To enable the comparison of the costs I've defined a cost_ratio=spread/(max(bid)-min(bid)); . In other words, the cost ratio is the transaction cost divided by the price range in some given period of time. I am using a week. To calculate the cost ratio for forex I've taken the spreads for 'USD/CAD'    'USD/CHF'    'USD/DKK'    'USD/NOK'    'USD/SEK' pairs relative to their weekly range and then averaged them. (data source: Gain Capital)

The cost ratio for a stock is calculated in a similar way. SPY has a weekly range of about 2% (rough estimate) , one share price is around  $115, so the weekly range is 0.02*115 = $2.3. Transaction costs at IB are $0.005 a share, resulting in a cost ratio of  2.2e-3.

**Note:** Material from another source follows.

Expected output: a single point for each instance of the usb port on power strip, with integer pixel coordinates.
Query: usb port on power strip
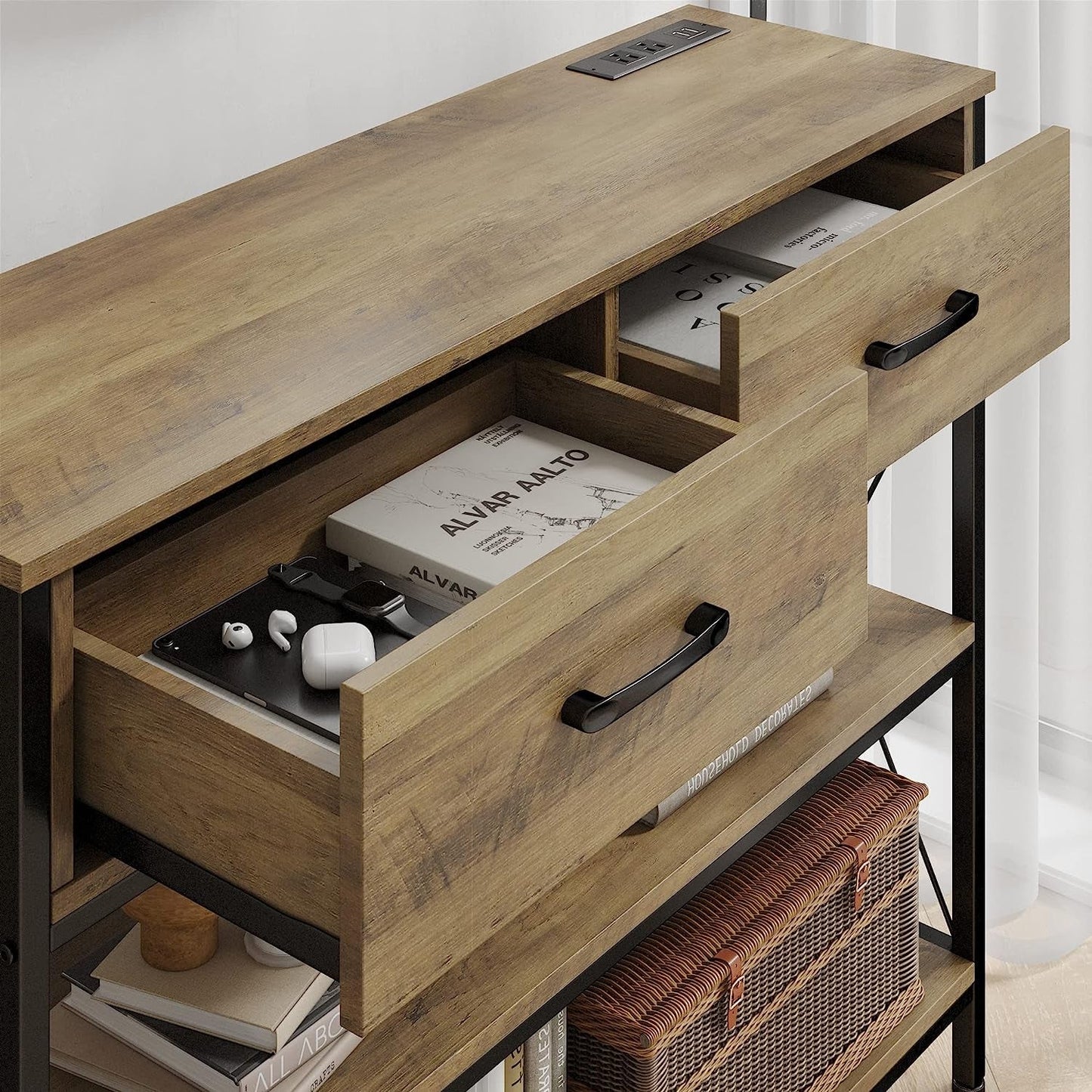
(641, 53)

The results are in the graph below:

The cost ratio for forex seemst to be around 5 times higher than for stocks. This changes of course if a lower priced stock is traded. For a $20 share with the same weekly range , the price ratios between forex and stock market are roughly equeal.

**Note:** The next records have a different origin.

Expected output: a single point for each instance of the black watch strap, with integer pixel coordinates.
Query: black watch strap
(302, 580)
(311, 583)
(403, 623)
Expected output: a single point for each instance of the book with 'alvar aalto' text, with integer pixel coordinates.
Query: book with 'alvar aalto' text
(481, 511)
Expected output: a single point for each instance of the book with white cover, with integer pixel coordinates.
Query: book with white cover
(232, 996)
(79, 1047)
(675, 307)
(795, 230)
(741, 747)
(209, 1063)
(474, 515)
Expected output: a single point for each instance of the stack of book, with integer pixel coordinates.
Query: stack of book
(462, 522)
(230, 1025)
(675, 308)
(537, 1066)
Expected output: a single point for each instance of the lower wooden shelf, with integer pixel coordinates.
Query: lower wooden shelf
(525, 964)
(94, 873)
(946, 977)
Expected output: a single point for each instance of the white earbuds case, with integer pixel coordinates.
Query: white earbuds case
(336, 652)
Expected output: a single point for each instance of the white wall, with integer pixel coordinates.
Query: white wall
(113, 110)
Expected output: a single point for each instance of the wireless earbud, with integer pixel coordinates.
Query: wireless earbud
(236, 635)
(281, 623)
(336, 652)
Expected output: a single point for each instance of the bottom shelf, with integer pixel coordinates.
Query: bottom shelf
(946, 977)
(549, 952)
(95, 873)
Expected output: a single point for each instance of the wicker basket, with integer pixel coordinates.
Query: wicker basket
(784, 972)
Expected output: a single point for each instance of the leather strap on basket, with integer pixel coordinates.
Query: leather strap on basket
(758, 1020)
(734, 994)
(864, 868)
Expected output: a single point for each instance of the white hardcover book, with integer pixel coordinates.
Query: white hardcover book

I guess the difference in cost ratios is the price you pay for liquidity, minimal slippage and real-time data.

Thursday, March 18, 2010

Intraday data handling can be easy, when you've got the right tools.

The title of this post could be just as well 'In praise of Matlab' ( or possibly SciLab or R, but not Excel). Yesterday it took me only a couple of hours to complete a task that otherwise would be almost impossible to achieve without the right tooling. I was so excited about how easy it turned out to be that I decided to share my experience.
For some time now I was going to take a look at Forex intraday data. It tempted me because of the law of  'large numbers'. A model should be allowed to make a couple of hundred of trades before its profitability can be estimated reliably. For a swing-trading system this should mean at least half a year paper trading and I just don't like to wait. In case of an intraday system, one only needs a couple of days!  Forex data is freely available (intraday data archive)   making it a good candidate to test some intraday strategies.
But once you download some data, a problem becomes obvious: the data is sampled at irregular intervals, making it very difficult to compare one dataset to another. Take a look at the beginning of the data files:
1051976017,D,USD/CHF,2010-01-31 17:04:45,1.060100,1.060600
1051976080,D,USD/CHF,2010-01-31 17:05:20,1.060200,1.060600
1051976102,D,USD/CHF,2010-01-31 17:05:22,1.060100,1.060600
1051976119,D,USD/CHF,2010-01-31 17:05:22,1.060200,1.060700
1051975015,D,USD/CAD,2010-01-31 17:01:50,1.070500,1.071000
1051975069,D,USD/CAD,2010-01-31 17:01:56,1.070500,1.071100
1051976049,D,USD/CAD,2010-01-31 17:05:14,1.070500,1.071200
1051976441,D,USD/CAD,2010-01-31 17:06:10,1.070600,1.071200

The sampling time seems to vary between less than a second to more than a minute! Even if you don't want to compare these two datasets, the data is still unusable for a backtest.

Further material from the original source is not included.